Various sociologists have taken part in the debate on primacy of either structure or agency. Karl Marx and Emile Durkheim are among the many sociologists who have made contributions to the debate. Marx advocates for the agency. The theorists believe that individuality in decision making translate to inevitable modification in the societal structure. Marx believes in starting change from the individual level. Marx acknowledges that both structure and agency bring change to the society but has gone ahead to argue that structure forces people to change even when they do not require the change. Agency brings change that is of everybody’s best interest (Marx & Friedrich 473-483).

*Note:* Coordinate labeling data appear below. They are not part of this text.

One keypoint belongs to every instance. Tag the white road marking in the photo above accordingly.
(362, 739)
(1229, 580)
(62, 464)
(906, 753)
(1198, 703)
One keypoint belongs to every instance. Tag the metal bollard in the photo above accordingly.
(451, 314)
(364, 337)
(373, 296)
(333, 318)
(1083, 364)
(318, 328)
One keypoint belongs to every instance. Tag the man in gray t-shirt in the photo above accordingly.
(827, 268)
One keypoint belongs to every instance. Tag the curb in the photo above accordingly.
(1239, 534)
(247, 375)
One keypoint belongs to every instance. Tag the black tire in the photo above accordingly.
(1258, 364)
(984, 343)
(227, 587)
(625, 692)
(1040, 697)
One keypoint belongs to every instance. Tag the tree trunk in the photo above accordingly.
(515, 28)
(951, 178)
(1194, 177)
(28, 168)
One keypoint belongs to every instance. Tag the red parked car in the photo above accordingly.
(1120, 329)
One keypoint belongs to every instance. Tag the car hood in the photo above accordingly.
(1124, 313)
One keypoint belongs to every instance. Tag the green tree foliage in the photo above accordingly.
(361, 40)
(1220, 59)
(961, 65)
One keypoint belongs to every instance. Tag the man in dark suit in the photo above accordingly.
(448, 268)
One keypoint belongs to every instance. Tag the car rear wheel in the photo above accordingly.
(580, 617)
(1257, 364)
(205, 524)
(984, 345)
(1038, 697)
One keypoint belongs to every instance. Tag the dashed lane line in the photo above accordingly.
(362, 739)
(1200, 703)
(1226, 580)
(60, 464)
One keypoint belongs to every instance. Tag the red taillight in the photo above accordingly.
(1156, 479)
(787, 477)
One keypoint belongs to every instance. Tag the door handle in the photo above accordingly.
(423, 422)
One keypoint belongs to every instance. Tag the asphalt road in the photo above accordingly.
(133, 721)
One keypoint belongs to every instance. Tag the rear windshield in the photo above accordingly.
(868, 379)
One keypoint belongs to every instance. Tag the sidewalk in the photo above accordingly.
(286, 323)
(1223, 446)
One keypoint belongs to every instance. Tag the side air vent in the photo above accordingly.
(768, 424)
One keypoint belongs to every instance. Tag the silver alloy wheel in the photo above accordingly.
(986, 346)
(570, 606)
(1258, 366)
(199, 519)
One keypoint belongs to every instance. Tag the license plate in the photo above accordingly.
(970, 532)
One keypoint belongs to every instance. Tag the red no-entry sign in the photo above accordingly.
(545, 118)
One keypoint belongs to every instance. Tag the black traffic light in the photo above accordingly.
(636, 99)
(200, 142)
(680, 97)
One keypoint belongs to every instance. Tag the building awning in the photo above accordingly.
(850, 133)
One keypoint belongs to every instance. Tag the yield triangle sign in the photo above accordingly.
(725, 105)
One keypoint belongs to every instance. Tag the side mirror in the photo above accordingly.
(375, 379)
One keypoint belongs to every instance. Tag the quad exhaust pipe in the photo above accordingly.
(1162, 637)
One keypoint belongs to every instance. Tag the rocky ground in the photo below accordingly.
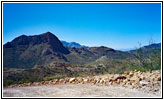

Emile Durkheim is another sociologist whose opinion on the debate holds water. Unlike Karl Marx, Durkheim advocates for the uses of structure to instill change in the society. He argues that individuals do not bring change that can influence the entire society. They just bring change based on personal needs. Structure on the other hand brings uniform change to the entire society with reference to the underlying societal needs pinpointed by the authority. He further argues that individuals should not be allowed to formulate their own thoughts. He strongly believes that for the best of the society, structure is important (Durkheim 50-59).
In the debate on who is to blame for the current economic crisis, one can directly apply Marx and Durkheim’s theories on structure versus agency. It is vividly clear that Marx would blame the financial institutions that have designed to vend unbearable mortgages to the people (Powell Para 8).